Las tareas del campo, aquellas que va desde la democratización hasta el reparto de la propiedad, desde la planificación de la producción a gran escala hasta la preservación del medio ambiente han quedado en manos de la clase obrera. Conciente de que la lucha campesina pasaba a formar parte del enfrentamiento contra la burguesía, Lenin insistió durante todo 1917 en que los hambrientos del campo no debían esperar a ninguna asamblea constituyente para levantarse en armas y tomar por medio de la acción directa lo que les corresponde. Él mismo, que había tenido como una de sus principales consignas el llamado a una constituyente que se haga cargo de las tareas democráticas de la atrasada Rusia, comprendía al dedillo que llegado el momento los ministros burgueses intentarían disfrazar la revolución en una asamblea parlamentaria a la que llamarían constituyente. De esta forma instaba a los campesinos a unirse a los bolcheviques para influir en los Soviets hasta preparar la Insurrección armada sin dejar en ningún momento de incentivar los levantamientos del campo expropiando a los grandes terratenientes. La unidad de obreros y campesinos enfrentando a los explotadores en la acción abriría las puertas a un nuevo poder en el que se convocaría a una asamblea constituyente que oficialice la entrega de la tierra a sus verdaderos dueños. Como dice Trotsky, “la reforma agraria era la esencia de la revolución”.

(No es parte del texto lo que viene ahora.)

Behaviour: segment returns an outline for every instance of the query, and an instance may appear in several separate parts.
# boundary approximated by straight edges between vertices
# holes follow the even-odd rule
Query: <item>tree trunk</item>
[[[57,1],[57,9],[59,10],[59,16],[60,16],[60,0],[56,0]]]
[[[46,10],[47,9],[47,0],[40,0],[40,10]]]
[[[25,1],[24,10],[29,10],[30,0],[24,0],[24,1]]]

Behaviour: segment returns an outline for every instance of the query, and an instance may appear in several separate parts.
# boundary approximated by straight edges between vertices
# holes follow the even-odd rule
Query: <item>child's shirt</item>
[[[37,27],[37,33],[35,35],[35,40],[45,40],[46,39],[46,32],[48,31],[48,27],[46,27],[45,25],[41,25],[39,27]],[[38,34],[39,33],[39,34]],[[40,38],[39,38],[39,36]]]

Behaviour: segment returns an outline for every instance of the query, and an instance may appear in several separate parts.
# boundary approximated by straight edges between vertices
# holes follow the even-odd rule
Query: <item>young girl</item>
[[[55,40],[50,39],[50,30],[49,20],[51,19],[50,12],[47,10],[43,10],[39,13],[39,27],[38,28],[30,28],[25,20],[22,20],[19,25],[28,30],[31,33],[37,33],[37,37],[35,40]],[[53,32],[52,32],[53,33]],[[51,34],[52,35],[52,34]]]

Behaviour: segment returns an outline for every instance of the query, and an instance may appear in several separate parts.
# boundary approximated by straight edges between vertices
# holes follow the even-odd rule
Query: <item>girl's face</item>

La asamblea constituyente por la que lucha el pueblo chileno y prontamente lucharán todos los pueblos de América requiere en primer lugar de la conformación de organismos independientes de todas las clases oprimidas que organicen gradualmente un doble poder capaz de hacer contrapeso a la burguesía y el imperialismo acaudillando a las grandes masas de su lado. Unas de las tareas cruciales del campo es llamar a todas las comunidades a deliberar por su propia cuenta una orientación frente a la actual crisis política, alimenticia y económica. Allí donde los campesinos propietarios se nieguen a enfrentarse a los latifundistas, los obreros rurales deberán crear sus propias asambleas.

Los desafíos de la presente etapa requieren de partidos revolucionarios dedicados profesionalmente a la agitación política entre todas las clases sociales comprendiendo que sólo el proletariado puede imponer una victoria decisiva en nombre de todas las reivindicaciones del pueblo. Sólo la clase obrera tiene la capacidad de paralizar y tomar en sus manos el control productivo de las naciones. Los organismos de doble poder que surgen de las grandes rebeliones, como las asambleas populares de Chile o los puntos de encuentro de los chalecos amarillos parisinos, elevarán y coordinarán gradualmente hasta convertirse en grandes asambleas que se hagan cargo de todas las reivindicaciones de las masas. En estos organismo regirá la más absoluto democracia popular siempre sometida al dictamen de las grandes mayorías. Lentamente la democracia popular se transformará en la dictadura de la gran mayoría obrera del mundo sobre el capital. Campesinos e indígenas encontrarán en estos nuevos organismos los canales para satisfacer todas sus demandas y el apoyo incondicional para enfrentar a los terratenientes que robaron sus tierras. El campo será sumado a la planificación cooperativa de la producción que posibilite paso a paso abandonar la explotación asalariada y garantice son horas de trabajo repartidas equitativamente el sustento necesario para alimentarse e impulsar la creatividad y tecnología del mundo agrícola. En vistas a semejante tarea no caben dudas de que las comunidades campesinas de todos los tiempos tienen milenios de saberes para transmitirnos.